Abstract
I have previously commented on the weak evidence supporting suggestions (by both Freemantle and Thase) that amitriptyline has dual action [1]. Gupta et al. now include mirtazapine (6-aza-mianserin) as a dual action drug. However, some evidence indicates mirtazapine is not significantly serotonergic in humans at any dose level and may not posses dual action.
If we compare mirtazapine and SSRIs we find three indices of serotonin elevation are all quite different: serotonergic effects at therapeutic dose; serotonin toxicity in overdose (characterized by clonus, hyperreflexia, tremor, agitation and diaphoresis); and serious serotonin toxicity when mixed with monoamine oxidase inhibitors [2]. All are absent with mirtazapine and common with SSRIs [3], [4]. Serotonergic drugs produce typical symptoms of serotonin toxicity in overdose; mirtazapine does not.
The spectrum concept of serotonin toxicity, or serotonin syndrome [2–5] assists our understanding of serotonin-related effects in these three clinical situations by clarifying that serotonin levels increase progressively as side effects merge into toxicity. This allows deductions concerning the in vivo potency of a drug's serotonergic effects because it suggests drugs like mirtazapine, that exhibit none of these three classes of serotonergic effects, may have no clinically relevant serotonergic action [6]. The same points are also equally relevant to trazodone and nefazodone, as well as mianserin and amitriptyline. It is unlikely that 5-HT2A receptor antagonism accounts for this since the serotonin reuptake inhibitor clomipramine, which is a potent 2A blocker, does produce all three above classes of serotonergic effects.
Gillman and Whyte have constructed a hierarchy for the probability of producing serotonin toxicity for a range of drugs and that may be used to infer their serotonergic potency, whatever their supposed mechanism of action. A detailed explanation and further references are in Gillman [7].
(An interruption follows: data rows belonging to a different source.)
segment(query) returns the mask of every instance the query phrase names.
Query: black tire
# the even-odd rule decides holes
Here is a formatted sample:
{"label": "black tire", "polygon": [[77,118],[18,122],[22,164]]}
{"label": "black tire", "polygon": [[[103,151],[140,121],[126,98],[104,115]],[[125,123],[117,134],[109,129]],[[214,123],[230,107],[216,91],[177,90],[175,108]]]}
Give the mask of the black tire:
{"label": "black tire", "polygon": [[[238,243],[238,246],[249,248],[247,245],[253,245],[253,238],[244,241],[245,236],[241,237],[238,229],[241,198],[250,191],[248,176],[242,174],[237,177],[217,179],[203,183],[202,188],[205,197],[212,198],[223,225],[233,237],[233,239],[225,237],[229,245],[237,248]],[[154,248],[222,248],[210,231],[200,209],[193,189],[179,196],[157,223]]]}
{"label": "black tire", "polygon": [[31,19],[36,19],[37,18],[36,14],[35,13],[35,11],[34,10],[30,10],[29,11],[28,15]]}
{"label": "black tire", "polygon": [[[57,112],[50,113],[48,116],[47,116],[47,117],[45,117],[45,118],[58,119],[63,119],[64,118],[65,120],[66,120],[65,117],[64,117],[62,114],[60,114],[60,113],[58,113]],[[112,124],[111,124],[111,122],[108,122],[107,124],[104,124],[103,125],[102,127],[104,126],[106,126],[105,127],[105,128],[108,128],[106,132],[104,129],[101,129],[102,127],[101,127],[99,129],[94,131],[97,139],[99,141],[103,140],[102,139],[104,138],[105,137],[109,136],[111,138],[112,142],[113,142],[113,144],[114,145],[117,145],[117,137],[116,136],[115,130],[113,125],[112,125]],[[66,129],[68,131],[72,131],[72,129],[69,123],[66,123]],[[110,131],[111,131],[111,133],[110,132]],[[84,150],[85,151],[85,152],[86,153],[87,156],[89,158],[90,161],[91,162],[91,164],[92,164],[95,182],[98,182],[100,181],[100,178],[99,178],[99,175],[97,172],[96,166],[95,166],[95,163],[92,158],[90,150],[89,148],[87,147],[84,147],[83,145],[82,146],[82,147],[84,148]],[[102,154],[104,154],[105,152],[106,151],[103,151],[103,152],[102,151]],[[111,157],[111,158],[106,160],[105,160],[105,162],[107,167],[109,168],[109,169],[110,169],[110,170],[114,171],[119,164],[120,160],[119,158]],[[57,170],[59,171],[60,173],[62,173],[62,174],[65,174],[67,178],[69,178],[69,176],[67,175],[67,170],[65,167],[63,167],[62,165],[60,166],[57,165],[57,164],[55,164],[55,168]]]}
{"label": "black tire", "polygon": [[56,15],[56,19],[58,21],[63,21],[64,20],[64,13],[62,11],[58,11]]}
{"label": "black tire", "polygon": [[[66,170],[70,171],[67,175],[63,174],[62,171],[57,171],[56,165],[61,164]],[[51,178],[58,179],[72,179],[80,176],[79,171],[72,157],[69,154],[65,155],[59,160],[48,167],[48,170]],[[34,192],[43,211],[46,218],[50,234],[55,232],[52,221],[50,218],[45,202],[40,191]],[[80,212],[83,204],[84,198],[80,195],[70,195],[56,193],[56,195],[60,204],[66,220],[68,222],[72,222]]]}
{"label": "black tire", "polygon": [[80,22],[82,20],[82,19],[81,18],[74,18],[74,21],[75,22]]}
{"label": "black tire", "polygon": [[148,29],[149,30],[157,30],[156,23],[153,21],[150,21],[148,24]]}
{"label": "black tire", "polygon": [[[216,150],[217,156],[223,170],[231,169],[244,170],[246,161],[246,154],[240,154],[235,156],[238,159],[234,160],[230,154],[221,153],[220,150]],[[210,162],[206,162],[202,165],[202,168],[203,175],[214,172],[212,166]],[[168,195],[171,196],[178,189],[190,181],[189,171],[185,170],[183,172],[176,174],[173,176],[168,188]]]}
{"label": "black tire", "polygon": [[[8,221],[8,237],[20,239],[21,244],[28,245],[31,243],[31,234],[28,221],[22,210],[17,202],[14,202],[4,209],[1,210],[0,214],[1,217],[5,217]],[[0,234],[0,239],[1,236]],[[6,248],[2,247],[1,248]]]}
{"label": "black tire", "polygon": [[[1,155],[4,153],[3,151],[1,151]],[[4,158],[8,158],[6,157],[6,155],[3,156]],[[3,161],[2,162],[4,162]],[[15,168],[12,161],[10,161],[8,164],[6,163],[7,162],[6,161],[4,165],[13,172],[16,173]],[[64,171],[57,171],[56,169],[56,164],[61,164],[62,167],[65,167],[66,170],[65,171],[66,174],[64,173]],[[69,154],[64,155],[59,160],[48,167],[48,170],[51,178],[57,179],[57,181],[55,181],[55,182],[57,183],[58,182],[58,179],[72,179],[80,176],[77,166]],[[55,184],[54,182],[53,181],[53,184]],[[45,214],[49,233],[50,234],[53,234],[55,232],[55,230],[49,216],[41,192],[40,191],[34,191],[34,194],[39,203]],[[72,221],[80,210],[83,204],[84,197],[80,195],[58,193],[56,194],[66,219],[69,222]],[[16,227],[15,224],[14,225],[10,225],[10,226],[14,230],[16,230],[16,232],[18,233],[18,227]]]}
These differences also match trial data and clinical impressions of effect; for example, efficacy in obsessive compulsive disorder: mirtazapine none; SSRIs good. Also, neuro-endocrine probe data suggests neither mirtazapine, nor mianserin, elevate 5-HT1A-mediated neurotransmission, because they do not elevate prolactin [8], as do most serotonergic drugs.
It is fine irony that clomipramine, the original and perhaps most effective SNRI, has now been available in Australia for 20 years; however, it is doubtful that many doctors even appreciate that it is an SNRI. Marketing considerations and advertising's spin doctors influence the (mis)perception of drugs as dual action as much as knowledge of psychopharmacology: that may be held to reflect on the profession. It seems illogical, bizarre and sad that this interplay between marketing and bureaucracy (the TGA, etc.) means clomipramine is not permitted for depression via the Australian PBS. Doctors can be fined for using the first, cheapest (and still the best?) SNRI to treat depression. Is that evidence of a clever country?